We are back with why people stay in abusive relationships. Keep reading to hear why people stay in abusive relationships and what they can do to get help if/when they need it!
Has Low Self-Esteem
The abuser attacks the victim physically, but also emotionally. The abuser will isolate the victim from loved ones and will emotionally traumatize her. Being alone like this with no one around to esteem the victim when she needs it can lead to a very low self-esteem. Listening to the constant horror that comes from abusers can keep the victim feeling worthless and not good enough to receive the abuser’s love.
Has Dependent Children
The victim may fear for her children’s safety. “If I left,” she might think, “my abuser will come after my children.” The children may also be financially dependent on the abuser, and the victim will oftentimes not want them to be lacking by leaving. There are services available to victims of abuse and their families. Read on to see these resources.

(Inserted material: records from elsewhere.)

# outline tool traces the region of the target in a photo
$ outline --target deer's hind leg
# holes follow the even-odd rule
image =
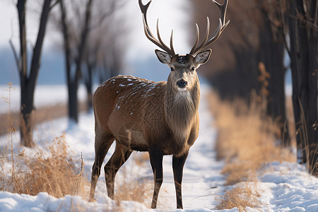
[[[108,152],[114,137],[110,134],[100,134],[96,132],[95,141],[95,162],[92,167],[92,178],[90,180],[90,201],[94,200],[95,191],[98,178],[100,175],[100,168],[105,157]]]
[[[107,188],[108,196],[114,199],[114,178],[120,167],[128,160],[131,154],[131,150],[116,141],[114,153],[105,165],[105,178]]]

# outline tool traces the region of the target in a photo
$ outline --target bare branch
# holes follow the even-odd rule
[[[13,52],[14,59],[16,60],[16,66],[18,67],[18,70],[19,71],[20,75],[21,75],[21,69],[20,69],[20,59],[18,57],[18,54],[16,52],[16,48],[14,47],[13,43],[12,42],[12,37],[9,40],[10,46],[11,47],[12,51]]]

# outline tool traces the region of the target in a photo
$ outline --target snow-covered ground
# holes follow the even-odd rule
[[[43,104],[51,104],[57,100],[63,101],[61,90],[54,89],[45,92],[40,98]],[[210,88],[201,86],[200,103],[200,134],[194,145],[190,149],[186,161],[182,182],[184,211],[176,210],[175,186],[172,170],[172,158],[164,157],[164,181],[160,189],[157,211],[216,211],[216,199],[224,194],[230,186],[224,186],[225,176],[220,174],[223,161],[217,161],[213,150],[217,131],[212,126],[213,116],[208,110],[206,95]],[[14,91],[13,91],[14,93]],[[50,93],[49,96],[47,94]],[[16,94],[13,94],[16,95]],[[54,99],[54,100],[52,100]],[[45,103],[46,102],[46,103]],[[1,110],[5,110],[1,105]],[[84,169],[90,177],[90,170],[94,158],[94,120],[93,114],[82,114],[77,126],[69,126],[66,118],[59,119],[37,126],[35,131],[35,140],[40,146],[52,141],[54,137],[65,132],[66,141],[70,150],[79,158],[81,153],[85,163]],[[13,148],[21,148],[18,145],[18,134],[13,136]],[[8,143],[6,136],[0,138],[0,146]],[[112,151],[113,151],[112,148]],[[110,151],[112,152],[112,149]],[[110,157],[108,153],[105,161]],[[139,153],[134,153],[137,155]],[[133,155],[133,157],[134,156]],[[120,171],[124,169],[125,171]],[[120,179],[131,175],[131,179],[146,177],[152,184],[153,174],[149,162],[142,167],[134,165],[130,158],[117,175],[117,182]],[[253,182],[253,187],[261,194],[262,204],[260,208],[246,208],[248,211],[318,211],[318,179],[308,175],[304,167],[296,163],[273,163],[266,165],[259,171],[259,182]],[[115,184],[116,188],[116,184]],[[88,203],[88,198],[66,196],[56,199],[47,193],[32,196],[24,194],[0,192],[0,211],[69,211],[73,206],[80,211],[109,211],[111,208],[121,211],[151,211],[150,201],[147,205],[134,201],[122,201],[120,206],[107,196],[103,174],[101,175],[97,189],[96,202]],[[151,197],[150,196],[149,199]],[[110,210],[110,211],[112,211]],[[237,208],[220,211],[237,211]]]

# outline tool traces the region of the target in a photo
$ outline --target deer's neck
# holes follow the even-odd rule
[[[192,89],[177,91],[167,83],[165,100],[165,118],[175,138],[179,142],[187,141],[198,113],[200,98],[199,79]]]

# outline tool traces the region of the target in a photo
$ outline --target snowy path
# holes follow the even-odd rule
[[[182,195],[184,209],[214,208],[216,203],[213,194],[222,192],[217,187],[225,182],[225,177],[220,174],[223,163],[216,159],[214,142],[216,131],[212,128],[213,117],[206,100],[208,88],[204,86],[201,86],[199,107],[200,132],[190,148],[184,170]],[[158,208],[174,209],[176,207],[175,192],[170,156],[165,156],[164,159],[163,178],[162,189],[167,192],[159,195]]]

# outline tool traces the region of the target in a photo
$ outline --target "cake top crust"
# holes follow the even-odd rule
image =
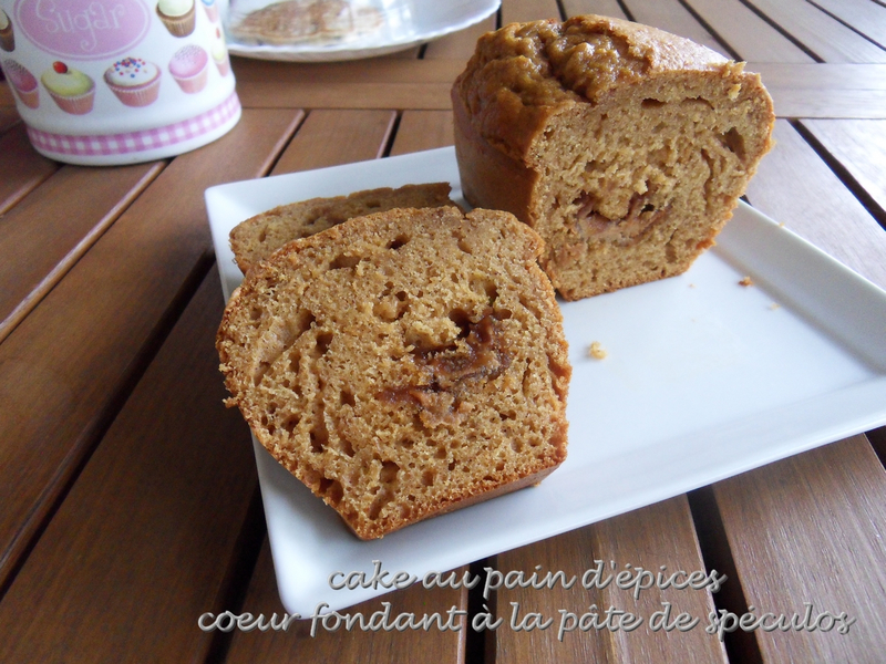
[[[656,28],[598,15],[511,23],[484,34],[453,86],[481,135],[522,157],[546,120],[673,72],[741,74],[743,63]]]

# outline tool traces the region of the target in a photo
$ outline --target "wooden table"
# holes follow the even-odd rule
[[[886,286],[886,7],[875,0],[506,0],[464,33],[378,60],[235,59],[245,111],[223,139],[121,168],[31,149],[0,85],[1,662],[882,662],[886,436],[870,432],[460,572],[580,573],[595,560],[728,574],[720,592],[413,587],[392,614],[452,608],[465,629],[203,631],[206,612],[281,608],[253,450],[213,340],[224,302],[203,191],[219,183],[452,142],[449,89],[476,37],[597,12],[749,61],[779,113],[748,199]],[[886,333],[884,334],[886,341]],[[353,608],[369,615],[381,600]],[[522,615],[557,622],[509,629]],[[560,610],[651,616],[846,612],[837,630],[576,630]],[[496,631],[470,624],[486,611]],[[481,619],[483,616],[481,615]]]

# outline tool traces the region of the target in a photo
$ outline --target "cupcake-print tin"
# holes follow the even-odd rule
[[[131,164],[227,133],[240,105],[224,1],[0,0],[0,66],[33,146],[72,164]]]

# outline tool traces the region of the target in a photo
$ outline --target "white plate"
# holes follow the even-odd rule
[[[457,199],[452,148],[208,189],[225,297],[241,279],[228,248],[240,220],[315,196],[444,180]],[[739,284],[745,276],[753,286]],[[256,445],[290,613],[382,594],[332,590],[332,572],[370,573],[380,560],[421,579],[886,423],[886,292],[744,204],[686,274],[563,313],[569,456],[538,487],[361,542]],[[588,356],[593,341],[605,360]]]
[[[249,44],[231,34],[230,25],[268,0],[238,0],[226,18],[228,51],[235,55],[290,62],[333,62],[374,58],[432,41],[463,30],[493,14],[501,0],[364,0],[382,12],[382,25],[351,39],[288,45]]]

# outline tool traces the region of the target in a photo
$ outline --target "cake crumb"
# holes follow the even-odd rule
[[[606,351],[602,349],[602,345],[600,345],[599,341],[594,341],[588,349],[588,355],[595,360],[602,360],[606,357]]]

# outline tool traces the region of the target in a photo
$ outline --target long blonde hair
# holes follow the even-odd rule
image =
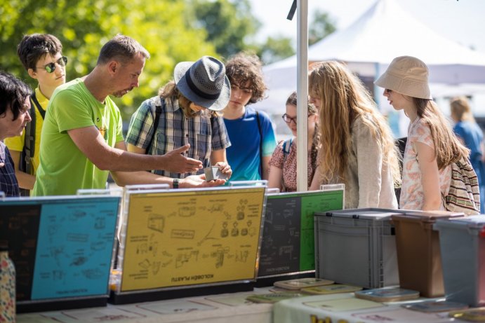
[[[381,149],[383,160],[392,174],[395,186],[401,183],[397,147],[391,130],[361,81],[342,64],[321,62],[312,66],[309,93],[320,106],[321,177],[324,183],[336,178],[347,183],[348,156],[352,151],[352,126],[357,118],[371,130]]]
[[[441,170],[462,157],[467,158],[470,149],[460,142],[437,104],[432,100],[416,97],[413,97],[413,103],[416,107],[418,116],[431,130],[438,169]]]

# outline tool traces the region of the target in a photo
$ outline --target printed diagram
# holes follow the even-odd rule
[[[237,214],[236,216],[236,219],[239,221],[244,219],[244,209],[246,208],[246,204],[248,204],[248,200],[239,200],[239,205],[237,208]]]
[[[178,208],[178,215],[182,217],[193,217],[194,214],[194,206],[182,206]]]
[[[83,275],[89,280],[99,280],[105,276],[105,273],[99,268],[85,269],[82,270]]]
[[[178,254],[175,259],[175,268],[180,268],[191,260],[197,262],[198,259],[199,250],[193,250],[187,253]]]
[[[78,221],[86,216],[86,213],[84,211],[80,209],[77,209],[70,214],[70,221]]]
[[[254,275],[264,190],[232,191],[131,201],[122,290]]]
[[[136,254],[144,254],[151,253],[154,257],[156,257],[158,253],[159,242],[157,240],[155,235],[152,233],[150,240],[147,242],[142,242],[137,245]]]
[[[150,214],[148,216],[148,228],[155,231],[164,233],[165,226],[165,217],[160,214]]]
[[[106,228],[106,219],[103,217],[98,217],[94,220],[94,228],[97,230],[102,230]]]
[[[224,255],[229,252],[229,247],[225,248],[218,248],[211,254],[211,256],[215,258],[215,268],[218,268],[224,265]]]

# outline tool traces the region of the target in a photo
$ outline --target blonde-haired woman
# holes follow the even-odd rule
[[[465,97],[453,97],[450,100],[451,118],[455,121],[453,130],[465,146],[470,150],[470,161],[477,173],[480,186],[480,213],[485,212],[485,167],[483,162],[482,140],[484,134],[473,118],[468,99]]]
[[[398,152],[370,94],[340,63],[312,67],[309,95],[319,109],[321,148],[310,189],[344,183],[345,208],[397,208]]]
[[[419,210],[445,209],[451,163],[467,158],[470,151],[453,133],[449,122],[433,102],[428,69],[418,58],[394,58],[376,85],[396,110],[404,110],[411,123],[403,160],[399,206]]]

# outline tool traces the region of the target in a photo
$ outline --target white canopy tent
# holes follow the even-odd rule
[[[432,86],[432,92],[443,94],[444,85],[460,85],[461,94],[484,91],[483,87],[466,85],[485,83],[485,55],[437,34],[394,0],[378,0],[353,24],[312,45],[307,53],[310,63],[336,60],[359,75],[372,78],[402,55],[415,56],[428,65],[430,82],[439,83],[434,91]],[[297,88],[297,57],[267,65],[263,71],[269,97],[255,107],[279,114],[288,95]]]

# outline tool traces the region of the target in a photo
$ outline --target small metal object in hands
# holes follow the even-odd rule
[[[209,166],[204,169],[206,174],[206,181],[213,181],[214,179],[227,179],[227,175],[222,173],[217,166]]]

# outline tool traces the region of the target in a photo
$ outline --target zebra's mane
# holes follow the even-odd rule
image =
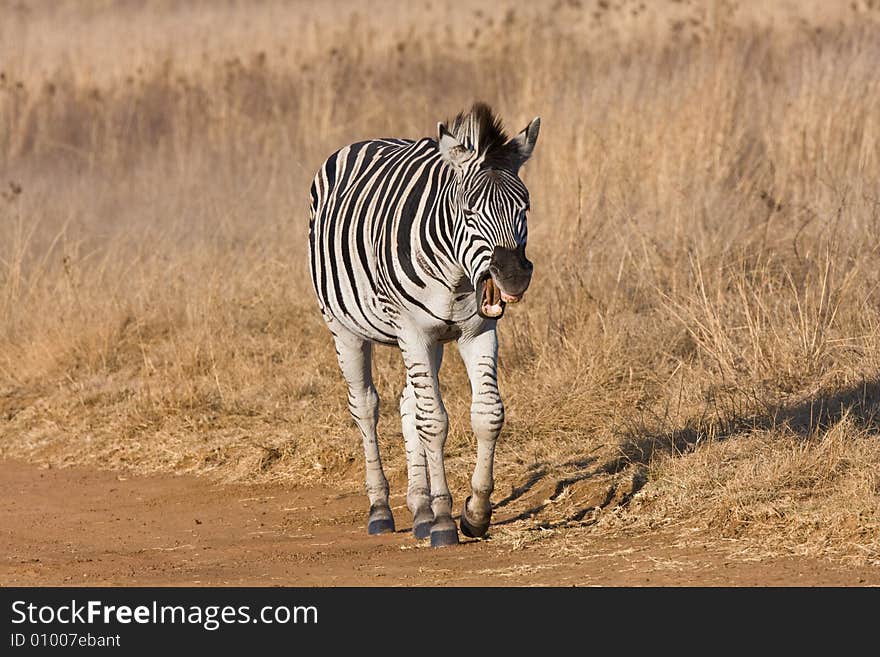
[[[501,119],[486,103],[476,102],[469,112],[461,112],[449,126],[459,143],[476,151],[487,166],[506,167],[515,161],[515,150],[508,145]]]

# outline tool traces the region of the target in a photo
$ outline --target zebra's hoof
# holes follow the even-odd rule
[[[367,524],[367,533],[370,536],[376,534],[391,534],[394,532],[394,516],[387,506],[374,506],[370,509],[370,521]]]
[[[422,540],[431,535],[431,526],[434,524],[434,514],[430,509],[419,511],[413,516],[413,535]]]
[[[489,518],[491,518],[491,515],[487,516],[483,522],[472,521],[468,518],[467,514],[467,503],[470,500],[471,498],[469,497],[464,501],[464,508],[461,510],[461,533],[468,538],[482,538],[489,531]]]
[[[444,518],[434,522],[431,527],[431,547],[458,545],[458,528],[452,518]]]

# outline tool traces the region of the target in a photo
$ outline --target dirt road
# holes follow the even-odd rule
[[[521,545],[486,540],[432,550],[411,537],[406,509],[395,513],[399,531],[371,537],[360,495],[0,462],[0,584],[880,584],[877,567],[742,561],[676,547],[662,534],[604,539],[572,532]],[[566,549],[573,541],[578,549]]]

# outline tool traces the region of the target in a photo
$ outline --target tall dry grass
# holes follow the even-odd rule
[[[880,558],[871,3],[3,12],[0,455],[356,488],[308,184],[484,99],[544,126],[536,276],[500,329],[516,531]],[[376,371],[399,491],[398,354]],[[442,376],[460,496],[451,353]]]

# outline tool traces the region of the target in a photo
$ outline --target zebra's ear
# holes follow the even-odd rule
[[[535,143],[538,141],[538,132],[541,130],[541,117],[532,119],[525,130],[511,139],[508,143],[513,149],[514,157],[518,160],[517,167],[521,167],[532,156]]]
[[[443,123],[437,124],[437,144],[443,161],[456,169],[460,169],[471,156],[471,152],[452,136]]]

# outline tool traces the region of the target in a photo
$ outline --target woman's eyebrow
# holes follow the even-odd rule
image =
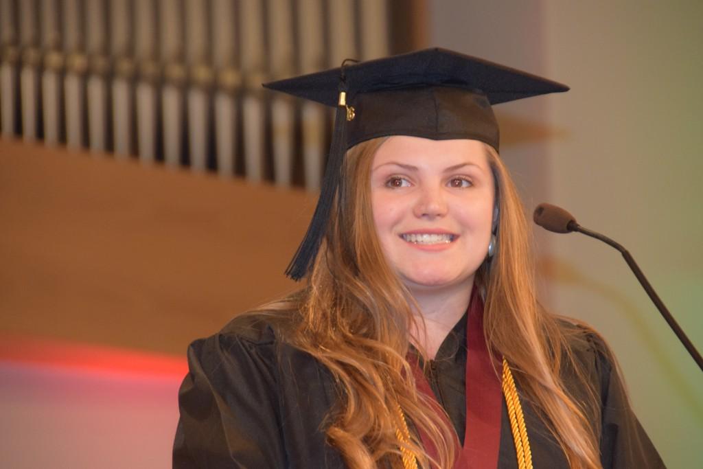
[[[456,171],[457,169],[460,169],[461,168],[464,167],[465,166],[473,166],[473,167],[477,167],[477,168],[478,168],[479,169],[481,169],[481,167],[479,166],[478,165],[475,165],[474,163],[470,163],[470,162],[467,162],[465,163],[459,163],[458,165],[454,165],[453,166],[450,166],[448,168],[444,168],[444,172],[451,172],[452,171]]]
[[[387,166],[389,165],[392,165],[394,166],[400,167],[403,168],[404,169],[406,169],[406,171],[418,171],[418,170],[417,166],[413,166],[412,165],[404,165],[403,163],[399,163],[396,161],[389,161],[389,162],[385,162],[385,163],[381,163],[380,165],[379,165],[376,167],[373,168],[372,169],[372,171],[375,171],[375,170],[378,169],[378,168],[382,167],[384,166]],[[449,167],[444,168],[442,170],[442,172],[451,172],[452,171],[456,171],[457,169],[460,169],[464,167],[465,166],[473,166],[473,167],[479,168],[479,169],[481,169],[481,167],[479,166],[478,165],[476,165],[476,164],[472,163],[472,162],[466,162],[459,163],[458,165],[454,165],[453,166],[450,166]]]
[[[402,163],[399,163],[396,161],[389,161],[388,162],[381,163],[380,165],[379,165],[376,167],[373,168],[372,169],[372,171],[375,171],[378,168],[382,167],[384,166],[387,166],[388,165],[393,165],[394,166],[399,166],[400,167],[403,168],[404,169],[406,169],[407,171],[417,171],[418,170],[418,167],[417,166],[413,166],[412,165],[404,165]]]

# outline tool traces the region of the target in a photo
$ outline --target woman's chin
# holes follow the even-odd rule
[[[469,283],[473,281],[474,276],[458,276],[456,275],[448,275],[446,274],[424,274],[415,275],[402,276],[403,282],[411,290],[416,291],[431,291],[433,290],[440,290],[447,288],[455,287],[462,284]]]

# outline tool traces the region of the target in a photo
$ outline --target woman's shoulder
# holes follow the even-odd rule
[[[563,378],[567,381],[573,379],[579,382],[581,379],[574,375],[574,368],[578,368],[576,375],[590,381],[600,393],[605,392],[610,376],[617,365],[602,335],[588,324],[576,319],[559,317],[557,323],[564,340],[566,359]]]
[[[288,311],[243,313],[232,318],[216,335],[252,345],[271,345],[280,340],[292,326],[292,316]]]

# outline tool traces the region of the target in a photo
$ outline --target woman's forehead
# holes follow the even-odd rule
[[[373,168],[396,163],[420,168],[441,168],[472,165],[488,168],[486,144],[477,140],[433,140],[394,135],[376,150]]]

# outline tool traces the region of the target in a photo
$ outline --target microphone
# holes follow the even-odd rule
[[[587,236],[591,236],[591,238],[595,238],[597,240],[600,240],[606,244],[609,244],[617,250],[620,252],[622,257],[625,258],[625,262],[630,266],[632,270],[633,274],[637,277],[637,279],[640,281],[640,284],[642,285],[642,288],[645,289],[647,294],[649,295],[650,299],[654,302],[654,306],[659,309],[659,313],[664,317],[664,321],[669,324],[671,330],[673,330],[676,337],[685,347],[686,350],[690,354],[691,358],[696,362],[698,367],[703,371],[703,358],[701,357],[699,353],[696,349],[696,347],[693,346],[693,344],[686,336],[683,330],[678,326],[673,316],[669,312],[669,309],[664,306],[664,302],[659,297],[657,293],[654,291],[654,288],[650,284],[649,281],[645,276],[645,274],[642,272],[639,266],[635,262],[634,258],[630,255],[629,252],[625,249],[622,245],[616,241],[610,239],[607,236],[600,234],[600,233],[596,233],[586,228],[584,228],[579,225],[576,221],[576,219],[574,215],[571,214],[564,209],[557,207],[556,205],[552,205],[548,203],[541,203],[537,205],[537,207],[534,210],[534,213],[532,215],[532,219],[534,222],[545,229],[548,231],[552,231],[553,233],[571,233],[572,231],[578,231],[579,233],[582,233]]]

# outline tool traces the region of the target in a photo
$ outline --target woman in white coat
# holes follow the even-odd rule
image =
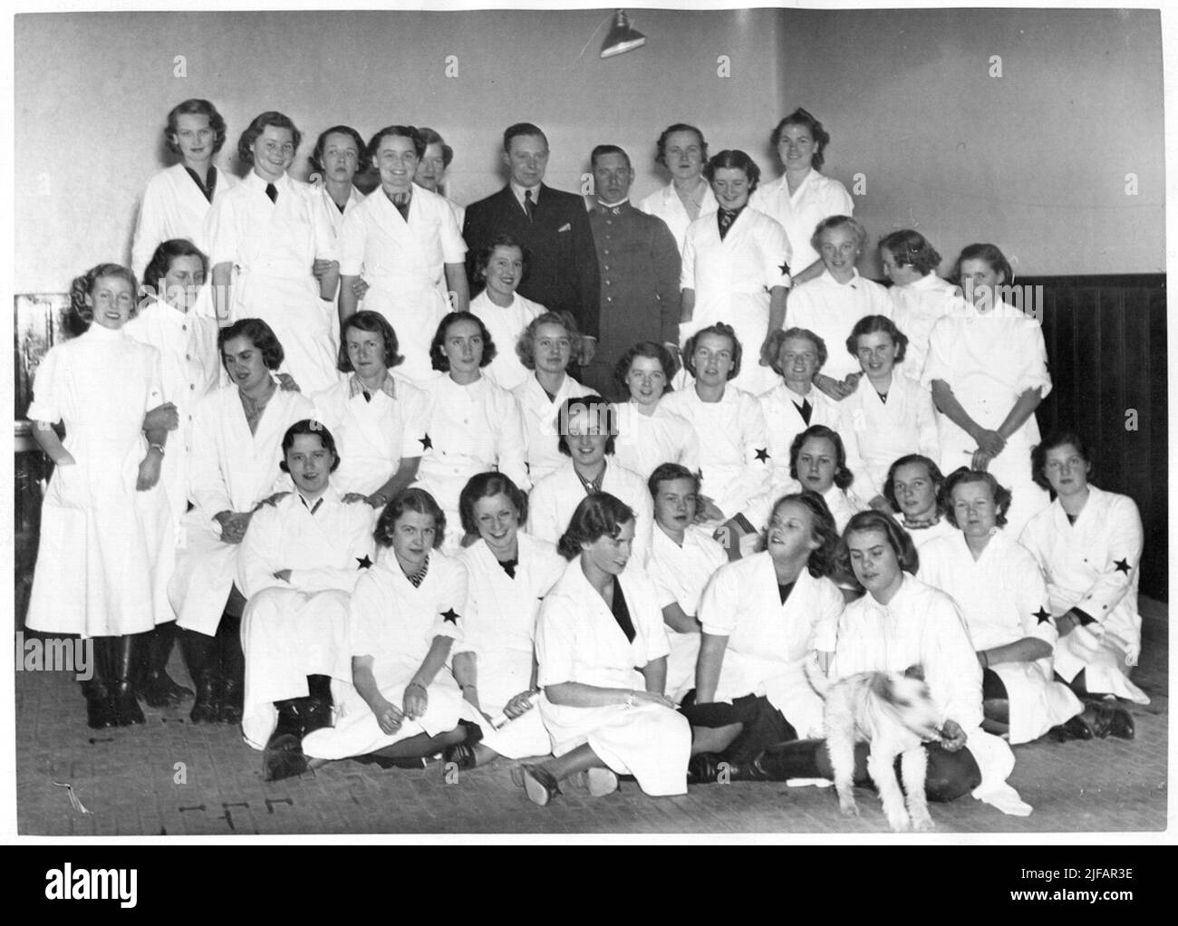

Believes Abuser Will Change
“If only I would stop nagging, start cleaning, or be a better mother or lover, then my abuser would stop abusing me.” This is an illogical thought. The abuse inflicted on the victim is not the victim’s fault. I will say this again. The abuse is not the victim’s fault. Abusers are abusive for many reasons. Here a few actually valid reasons why abusers are abusive, and these reasons have nothing to do with the victim.
- They have anger management issues.
- They were verbally, physically, and/or sexually abused as a child.
- They were orphaned growing up.
- The abusers are under the influence of drugs or alcohol and do not discontinue use.
These reasons are simply that–reasons. They are not excuses as to why the abuser can or should continue abuse. They simply explain why an abuser may be coerced to abuse. At the end of the day, an abuser chooses to abuse others. That comes back on their shoulders and their shoulders alone.
Doesn’t Know Help is Available
There are endless resources available to victims of abuse. Here is a massive list of resources from the National Domestic Violence Hotline. This is certainly not exhaustive, but it is a great place to start. Here is another great resource from the Family and Youth Services Bureau. Here are more resources from the National Resource Center on Domestic Violence. These resources can be found simply by typing in a variety of search terms in the search bar on search engines. “Resources for victims of domestic violence,” and, “domestic violence services,” are both great searches to conduct.
If you ever feel stuck in an abusive relationship, know that it is not your fault that you are being abused. There is help for you. Keep your hopes high that your loved ones and you will be safe again. Make sure to never let the aforementioned reasons keep you from leaving an abusive situation.